04/04/2016, 02:58 PM
The biggest problem is there is a demand for pretty fish, people who will pay the lowest bidder to collect such specimens. The poor who collect said specimens are mainly out to make a couple dollars to feed their families possibly uneducated and may not care for the environment due to said education. Many countries do not enforce regulations or are paid off easily. So unless you can end corruption in these countries, encourage sustainable entrepreneurship through education programs and start up programs then illegal procurement of species will not end. It its the same way as the diamond business. Slaves, uneducated people and those just looking for a way to survive.

04/04/2016, 03:34 PM
Yes, this happens in many sectors; diamond, coffee, tea, palm oil, cacao... However, lately people started to innovate socially sustainable supply systems which doesn't put the labour at the bottom of the chain. Smallholder farmers are trained to produce high quality products and directly sell to the Western markets by eliminating the middlemen.

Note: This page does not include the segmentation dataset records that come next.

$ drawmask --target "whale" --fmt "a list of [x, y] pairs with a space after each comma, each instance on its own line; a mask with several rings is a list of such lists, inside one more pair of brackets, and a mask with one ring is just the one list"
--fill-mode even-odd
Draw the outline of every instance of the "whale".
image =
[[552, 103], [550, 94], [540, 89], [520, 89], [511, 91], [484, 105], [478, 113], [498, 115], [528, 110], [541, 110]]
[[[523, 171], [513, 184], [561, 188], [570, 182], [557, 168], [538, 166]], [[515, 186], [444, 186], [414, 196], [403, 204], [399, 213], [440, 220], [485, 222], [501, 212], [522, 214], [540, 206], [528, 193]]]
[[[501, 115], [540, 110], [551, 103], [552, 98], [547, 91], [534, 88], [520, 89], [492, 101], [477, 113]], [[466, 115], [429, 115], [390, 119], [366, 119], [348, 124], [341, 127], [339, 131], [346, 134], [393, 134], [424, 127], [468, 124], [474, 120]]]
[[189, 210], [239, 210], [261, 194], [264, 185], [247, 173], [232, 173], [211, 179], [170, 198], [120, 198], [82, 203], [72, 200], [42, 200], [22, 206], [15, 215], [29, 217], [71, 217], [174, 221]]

Our idea is to try a similar approach with the marine aquarium industry. It is possible to turn fish collectors into smallholder mariculture or aquaculture farmers who produce high quality fish/corals and directly export them to selected shops in the Western markets. Hobbyist, who would prefer to buy ethically cultured animals can buy these. Of course, this also needs raising awareness between hobbyists.

04/04/2016, 04:59 PM
Yes I would to and I make a point to buy frags and try to get fish locally. Looking to get some local clown fish soon.

04/05/2016, 08:11 AM
I know some importer have set up a MAC system. This is where a group of people go to collection sites and work sites. They review them. If both show up as being held to a moderate standard of quality it gets an approval. The wholesaler then sells those fish/corals at a slight mark up to the LFS. So, there is action being taken. I really am surprised that even happened. I also dont anticipate it ever going beyond that.

So helping some collectors breed fish is great, and i wish you the best of luck. Let us know how it goes. I thought collecting wild bangaii was illegal but i could be wrong.

I think the community is aware and cares to an extent, but there are more problems that are more pressing to them and me.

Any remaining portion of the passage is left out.